The world we live in now affords us many luxuries and austerities. When you talk about luxuries, you might think about the fact that we carry mini-computers in our pockets, and that we’re the last generation who will ever be lost; you might think about how we can access entire universes of information. When you think about austerities, you might think of the prohibitive cost of education and the questionable authority of the people teaching; you might think of recent police crises. Ales Kot thinks about these things a lot. Sometimes he writes comics about them. Often, they’re not very good.

Material #1 fancies itself as a white-hot bleeding-edge take on the world we live in now. Ales Kot’s books fancy themselves in that category quite frequently. They’re starting to feature similar tics: brainless educators and the students that run circles around them; those affected by warfare, urban or otherwise; disaffected or drugged-out actors and actresses; mystery people in high places, playing everybody for fools. It would be interesting if it weren’t trying so hard.

Take the solicitation text for Material: “A man comes home from Guantanamo Bay, irrevocably changed. An actress receives an offer that can revive her career. A boy survives a riot and becomes embedded within a revolutionary movement. A philosopher is contacted by a being that dismantles his beliefs. Look around you. Everything is material.” These are all interesting points, but they never make one discernible whole, and furthermore, don’t give you enough to go on. Kot seems to forget that we’re waiting on the next issue and some motivation is required.

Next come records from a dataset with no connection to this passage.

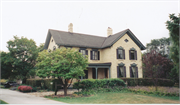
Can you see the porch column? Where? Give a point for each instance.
(96, 72)
(109, 72)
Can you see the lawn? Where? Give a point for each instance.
(120, 98)
(2, 102)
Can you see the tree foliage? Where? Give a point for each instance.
(22, 55)
(6, 67)
(160, 45)
(65, 64)
(156, 66)
(173, 27)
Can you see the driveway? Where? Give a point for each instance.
(15, 97)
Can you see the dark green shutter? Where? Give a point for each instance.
(137, 71)
(117, 71)
(91, 55)
(129, 54)
(124, 71)
(124, 53)
(98, 55)
(117, 53)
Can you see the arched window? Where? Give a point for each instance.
(121, 70)
(120, 53)
(132, 54)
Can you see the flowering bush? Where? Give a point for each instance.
(25, 88)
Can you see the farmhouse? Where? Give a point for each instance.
(116, 55)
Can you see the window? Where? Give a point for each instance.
(121, 71)
(126, 40)
(132, 54)
(94, 73)
(120, 53)
(95, 55)
(134, 72)
(84, 52)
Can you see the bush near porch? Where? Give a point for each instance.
(43, 83)
(147, 82)
(92, 86)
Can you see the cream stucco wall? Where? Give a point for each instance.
(109, 55)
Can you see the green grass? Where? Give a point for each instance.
(2, 102)
(120, 98)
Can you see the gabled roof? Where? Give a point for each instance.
(89, 41)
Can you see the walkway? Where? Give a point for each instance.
(15, 97)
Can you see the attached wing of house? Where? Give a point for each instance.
(114, 56)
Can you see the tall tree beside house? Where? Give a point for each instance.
(156, 66)
(173, 27)
(65, 64)
(23, 53)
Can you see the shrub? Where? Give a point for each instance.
(92, 86)
(23, 88)
(46, 83)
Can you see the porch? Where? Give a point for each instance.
(97, 71)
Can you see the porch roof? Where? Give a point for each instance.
(99, 65)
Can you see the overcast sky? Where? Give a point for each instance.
(32, 19)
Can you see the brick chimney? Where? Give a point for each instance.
(109, 31)
(70, 27)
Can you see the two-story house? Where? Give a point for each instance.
(117, 55)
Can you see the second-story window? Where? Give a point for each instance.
(120, 53)
(83, 52)
(95, 55)
(132, 54)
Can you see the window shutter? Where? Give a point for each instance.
(117, 53)
(137, 71)
(129, 54)
(130, 71)
(117, 71)
(124, 53)
(124, 71)
(91, 55)
(86, 52)
(98, 55)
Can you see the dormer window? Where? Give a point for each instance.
(120, 53)
(95, 55)
(132, 54)
(121, 70)
(83, 51)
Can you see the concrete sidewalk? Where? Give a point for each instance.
(15, 97)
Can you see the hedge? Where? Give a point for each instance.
(43, 83)
(147, 82)
(89, 84)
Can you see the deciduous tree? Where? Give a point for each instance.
(173, 27)
(65, 64)
(156, 66)
(23, 52)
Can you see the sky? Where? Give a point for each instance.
(32, 18)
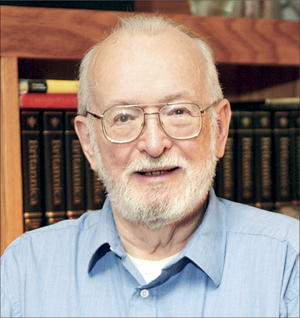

Material becomes a parody of itself. It features footnotes that border on the insulting; in a society where, as Kot knows, we carry miniature universes of information in our pockets, there is no need for these footnotes. It is an excuse for Kot to show off how much he knows, and on that level, it is successful. To the readers that are in his target audience, it is going to be off-putting and damaging to the quality and credit of the book. The writer George Saunders once advised that you ‘treat the reader like a friend’; Kot treats the reader like an idiot.

The art is, bluntly, not good. Kot has been very lucky in the past, that his books have been worth looking at on the merit of the artists (Morgan Jeske’s turn on Kot’s book Change was nothing short of incredible, and the book eventually congealed into something worth reading), but his luck has run out. There’s no one to compare Will Tempest to because no one’s doing work this sub-par at Image or anywhere else. The figures are half-sketched, the backgrounds barely exist, and there’s not a shred of personality to be found in a book that Kot tries, desperately, to inject with personality. There’s a lot of trying and no success. There’s nothing, pardon the pun, material.

To give some benefit of the doubt: first issues are hard, and Ales Kot’s a talented writer. His pretension tends to jump in front of him. He has strong opinions about social issues, and he’s into weird sex, and he’s into Hollywood, and he’s into war, so those trickle their way into his work. Unfortunately, here in Material #1, they add up to absolutely nothing. Perhaps once the trade hits, this will be worth something; on its own, it is a top-to-bottom failure.